THE war waged in Afghanistan against the Soviet invaders has entered its sixth year. What began as an internal conflict has become a tragic and devastating war which has caused the death of countless people in Afghanistan, destroyed hundreds of villages and towns, and driven about one-third of the country's population out of the country into refugee camps in Pakistan and Iran. At this point, there seems to be no end in sight. While nearly every war in recent memory has attracted its share of celebrities and liberal intellectuals who have helped mobilize support against the wars and the United States government's involvement in them, hardly anyone in this country, or elsewhere in the world for that matter, has been moved to protest the atrocities being committed in Afghanistan. The few who have shown any real interest in the situation have either publicly or privately urged the US government to help the Afghans to continue fighting the Soviet communists.

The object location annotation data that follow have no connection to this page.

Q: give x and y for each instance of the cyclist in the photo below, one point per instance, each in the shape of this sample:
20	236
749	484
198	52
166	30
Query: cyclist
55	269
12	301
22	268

No one doubts the determination of the Afghan resistance to keep fighting until their goals -- to free the country from Soviet political and military domination and to realize the Islamic political, social, and economic aspirations of the peoples of Afghanistan -- are realized. There is also little doubt in the minds of most of the resistance fighters that these goals cannot be reached by war alone. It should be clear to us that, given the level of alleged military aid extended to the Afghan resistance by the United States government and its allies in the Middle East, the Afghans will never have the chance to prove themselves on the battlefield as, for example, did the Viet Cong. Despite recent claims by some United States government officials of increased levels of ``covert'' support to the Afghan resistance (reported in the New York Times Nov. 29), it is highly unlikely that the US will ever offer the Afghans the kinds of weapons that will make winning the war possible.

It is becoming increasingly clear that the United States government has no real interest in ending the war in Afghanistan, and in fact may see advantages in prolonging it. The indefinite continuation of the war causes the Soviet Union political embarrassment, makes it pay a high economic price for its war, and appears to legitimize the United States' own covert wars and invasions in Latin America and the Caribbean. If the United States government continues to use the war in Afghanistan solely to further its own interests against the Soviets, then the outcome for the Afghans will be precisely what the Soviets have in mind: fighting to the last Afghan. Such an outcome could not be further from the aims of the Afghan people and the Afghan mujahideen (Islamic resistance fighters) -- the establishment of peace, freedom, and justice in the country.

The people of Afghanistan welcome any moral or material support extended to them in their armed struggle against the Soviet occupation forces and their puppet regime in Kabul. But for the Afghan mujahideen to achieve their goals of peace, freedom, and justice in Afghanistan, they need genuine help from people and governments around the world to search for alternatives to the war in order to end the suffering of millions of people both inside and outside Afghanistan. So far the United States government has not supported the efforts of the United Nations to reach a negotiated settlement in Afghanistan. Although the UN efforts, through its special envoy to Afghanistan, Diego Cord'ovez, have achieved no tangible results thus far, these talks will reportedly resume once again in February. The United Nations talks are the only peace initiatives to have emerged in all the years of war in Afghanistan. It is to be hoped that the American people will urge the government to support these efforts by Mr. Cord'ovez as a first step toward reaching a possible political settlement. It is also to be hoped that the US government, together with Islamic and nonaligned countries, will actively look for other ways to end the tragedy in Afghanistan.

M. Nazif Shahrani was born and raised in Afghanistan and educated in the United States. He is an assistant professor of anthropology at Pitzer College, Claremont, Calif., currently on leave as an Andrew W. Mellon fellow at the Stanford Humanities Center, Stanford University.